Quite contiguous to CT’s paper is Asli Yorulmazel and Gorkem Erdogan’s paper “ESTABLISHING DESIGN IDENTITY IN DEVELOPING COUNTRIES: THE TURKISH CASE”. The dispersion of Design(ed) goods reproduced from local traditions, idiosyncrasies would, to some extent, create an even distribution forms and uses able to create multiple centres of interest, a true global cosmopolitanism, able to, at least, soften the idea of migration. Multiple design identities would refrain exodus and compensate occasional displacements by attracting others in a perpetual global movement generated by the wish of good living in a material (designed) world.

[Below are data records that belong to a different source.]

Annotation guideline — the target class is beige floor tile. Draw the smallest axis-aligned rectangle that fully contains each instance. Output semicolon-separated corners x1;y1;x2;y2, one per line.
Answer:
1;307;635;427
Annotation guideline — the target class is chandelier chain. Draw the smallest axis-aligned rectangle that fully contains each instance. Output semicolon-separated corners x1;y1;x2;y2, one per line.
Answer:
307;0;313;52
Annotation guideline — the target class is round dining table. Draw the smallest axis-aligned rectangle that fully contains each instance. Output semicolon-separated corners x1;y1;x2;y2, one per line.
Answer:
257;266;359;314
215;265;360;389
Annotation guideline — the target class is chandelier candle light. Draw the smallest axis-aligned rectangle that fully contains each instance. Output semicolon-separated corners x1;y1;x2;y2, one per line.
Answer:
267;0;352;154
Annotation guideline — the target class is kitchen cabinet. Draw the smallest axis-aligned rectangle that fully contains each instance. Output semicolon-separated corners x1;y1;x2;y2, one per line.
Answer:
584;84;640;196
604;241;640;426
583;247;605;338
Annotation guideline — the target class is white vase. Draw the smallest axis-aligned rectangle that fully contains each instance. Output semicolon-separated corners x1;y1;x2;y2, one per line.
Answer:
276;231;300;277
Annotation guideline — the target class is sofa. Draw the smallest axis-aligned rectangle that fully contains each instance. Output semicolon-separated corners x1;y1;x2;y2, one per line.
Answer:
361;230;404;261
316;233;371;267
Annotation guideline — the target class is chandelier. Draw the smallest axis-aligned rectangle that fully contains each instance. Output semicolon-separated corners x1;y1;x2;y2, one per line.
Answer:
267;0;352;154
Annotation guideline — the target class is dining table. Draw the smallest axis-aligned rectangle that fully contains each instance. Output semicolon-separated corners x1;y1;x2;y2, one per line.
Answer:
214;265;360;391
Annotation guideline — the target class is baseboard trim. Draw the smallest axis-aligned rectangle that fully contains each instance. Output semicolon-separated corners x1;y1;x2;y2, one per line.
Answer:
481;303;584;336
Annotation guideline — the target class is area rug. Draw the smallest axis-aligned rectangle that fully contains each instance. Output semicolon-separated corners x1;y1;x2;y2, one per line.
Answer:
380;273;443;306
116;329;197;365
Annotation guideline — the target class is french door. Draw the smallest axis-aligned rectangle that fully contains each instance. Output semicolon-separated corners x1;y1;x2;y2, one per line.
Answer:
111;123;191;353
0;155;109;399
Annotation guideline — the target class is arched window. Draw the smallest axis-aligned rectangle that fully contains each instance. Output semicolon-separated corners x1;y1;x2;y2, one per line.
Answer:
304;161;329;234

In a surprisingly related text, “EPHEMERAL CONSTRUCTIONS IN THE BAROQUE PERIOD FESTIVITIES: AESTHETIC OF ENCHANTMENT DESIGN” Anabela Couto gives us an account of the decorative apparatus of Joyeux Entrées of the Philippine Spanish/Portuguese sovereigns in the early 1600’s. Looking back to the Baroque world, to the excess, strive for diversity, lure for intricate nature’s forms, we can sense the serpents egg of what CT’s paper talks about. Also persists in our mind a flavor of ancient-regime when uniqueness, diversity and finally, ecology is tackled.
Finally, Sandra Antunes and Helena Souto’s paper, “ON ARCHITECTURE AS PROJECT-ORIENTED METHOD: TOJAL, MOREIRA AND ROXO A CASE STUDY”, unveils a post-modern Portuguese architectural studio, for foreigners, somewhat related with Carlo Scarpa’s style that reveals a methodological curiosity about the nature of (designed) beauty, unconsciously (or not) grasping Baroque’s aesthetics.
In conclusion, this might be considered a Baroque issue.